North Road the edge Night Rolls in whilst the Sun Still shines
And that moment where they meet just above our heads
Though bleak North Road is expansive is blessed with a mass of sky and air
We are not supposed to be here
My belongings wait
Our bed a worn out single mattress on the floor, on which I dream the mass of sky and air, incoherent flight.
This single room we share brings an adolescent sensation to mind, something to do with the mutedly garish décor, the persistent background noise, the worn out single mattress on the floor – offers up rusty springs others body shapes to our backs.
My solitude is witnessed by the tall stinging nettles that have immersed next door, and render it dark water not cats nor children dare penetrate its’ dark heart
My solitude is witnessed by brightly lit un-curtained windows, bare peeling rooms empty walls and cupboards
My solitude is witnessed by the wind which bellows down the side of the house then flaps our washing
A mass of sky and air, tall stinging nettles that are drowning the light, a worn out single mattress on the floor, clothes drying on the line.
Granville Street thin paper walls, boxed in our terrace has a coldness about it a wetness within at its’ core. Aware of others movements, voices, routines
That I hoard and purge is evident in the piles of clothes that drift around the house, mould clings / reclaims everything.
Last night I walked home over endless trails of dusty footprints that twisted along and repeated, trails that crossed other trails.
It’s dusk here I look up from the dust skyward, our terrace street is empty experiencing its’ own migration students left for the summer and swallows moved in. Each out flies the other, so I pause to watch because it lifts me from the ground from words, death, loneliness, dampness, and mould.
The shadows cast by the terraces become mountain passes or ravines, the phone lines interlocking branches, swallow swoop out of the caves made by the eaves.
The houses’ rest empty, emanate black light from windows that are dark oceans absorbing heat
Our house sweats, rots, excretes.
Toothill Road has its own ecosystem, the old malaria swamp lands, and we are bitten, bitten, bitten, bitten, bitten.

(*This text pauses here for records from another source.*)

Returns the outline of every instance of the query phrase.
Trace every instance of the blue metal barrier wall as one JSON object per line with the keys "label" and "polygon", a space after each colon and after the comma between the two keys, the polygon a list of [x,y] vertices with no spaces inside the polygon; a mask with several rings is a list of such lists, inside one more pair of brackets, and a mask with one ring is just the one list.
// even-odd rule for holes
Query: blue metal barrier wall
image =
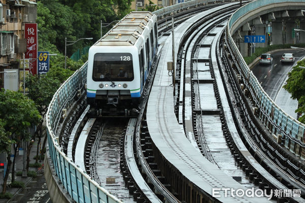
{"label": "blue metal barrier wall", "polygon": [[276,4],[274,7],[276,7],[276,4],[279,3],[300,3],[304,5],[305,0],[257,0],[243,6],[236,11],[229,20],[226,29],[227,42],[234,53],[232,56],[238,63],[237,66],[243,76],[244,81],[250,87],[249,90],[254,97],[255,105],[259,108],[260,119],[266,126],[270,126],[269,129],[272,133],[283,136],[283,142],[286,148],[305,159],[304,125],[285,113],[265,92],[245,62],[230,35],[231,28],[234,25],[236,27],[234,23],[239,18],[259,8],[272,4]]}
{"label": "blue metal barrier wall", "polygon": [[120,202],[97,183],[92,180],[85,172],[69,160],[58,145],[55,132],[63,109],[72,105],[77,90],[84,89],[86,82],[87,63],[85,63],[57,90],[51,101],[47,113],[47,133],[50,155],[56,174],[75,201],[84,202]]}
{"label": "blue metal barrier wall", "polygon": [[[194,0],[166,7],[155,11],[154,13],[160,17],[190,7],[224,2],[223,0]],[[231,1],[226,0],[226,2]],[[56,137],[55,132],[63,109],[68,109],[78,93],[77,90],[84,89],[87,65],[87,62],[86,62],[60,86],[50,103],[46,118],[50,155],[56,175],[71,199],[80,203],[120,202],[118,199],[91,179],[72,160],[68,158],[59,147],[58,138]]]}

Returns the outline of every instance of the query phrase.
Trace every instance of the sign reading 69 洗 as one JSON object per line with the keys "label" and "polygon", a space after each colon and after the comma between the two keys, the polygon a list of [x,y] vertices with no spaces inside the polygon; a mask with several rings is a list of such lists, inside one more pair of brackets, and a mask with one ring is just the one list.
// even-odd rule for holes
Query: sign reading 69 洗
{"label": "sign reading 69 \u6d17", "polygon": [[45,74],[49,71],[50,62],[48,51],[38,52],[38,74]]}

The fury, the acts of God that are thrown at us as the air begins to quiver
We quiver also, and sound all the waves of it are ripped up shredded and roll around.
I stand and look at the mattress which has absorbed much sweat, I am covered in welts, small blood red creatures scramble away from my gaze. Rust coloured centipedes squeeze elegantly into cracks and disappear, the only light now is the electricity in the air which serves the darkness and makes it darker.
What of the hallucinations – the sores my mind is manifesting?
Why does no one else see the blood red creatures, not even the pest control men and their traps?
Albert Promenade twilight filtered through the brittle trees.
The misery of mildew has claimed me, the reek of graveyards,
the fust of old women’s crotches.
Condensation falls from the window
The front room of balanced furniture is the most silent
The most watchful
The one patiently waiting
Reminiscent of stately homes rooms in stasis shrouded in white.
I am haunting the back yard stained red by the berries that have fallen, life returns, and as the days get deeper the buzzing intensifies. The bees are building to a climax; earthenware bricks store heat.
But somehow in silence the whiff of mildew has claimed me.
Boundary Road I grew up in a world of tiny creatures, silverfish, carpet beetles, woodlice, fruit flies, midges, particles, atoms.
They all wriggle – heart beats like tiny poppy seeds.
...back. They are red with my blood, follow me with each move like the mildew clinging to my belongings. Nothing dies anymore, the winters don’t get cold enough – every year just more and more bugs. I must burn this mattress.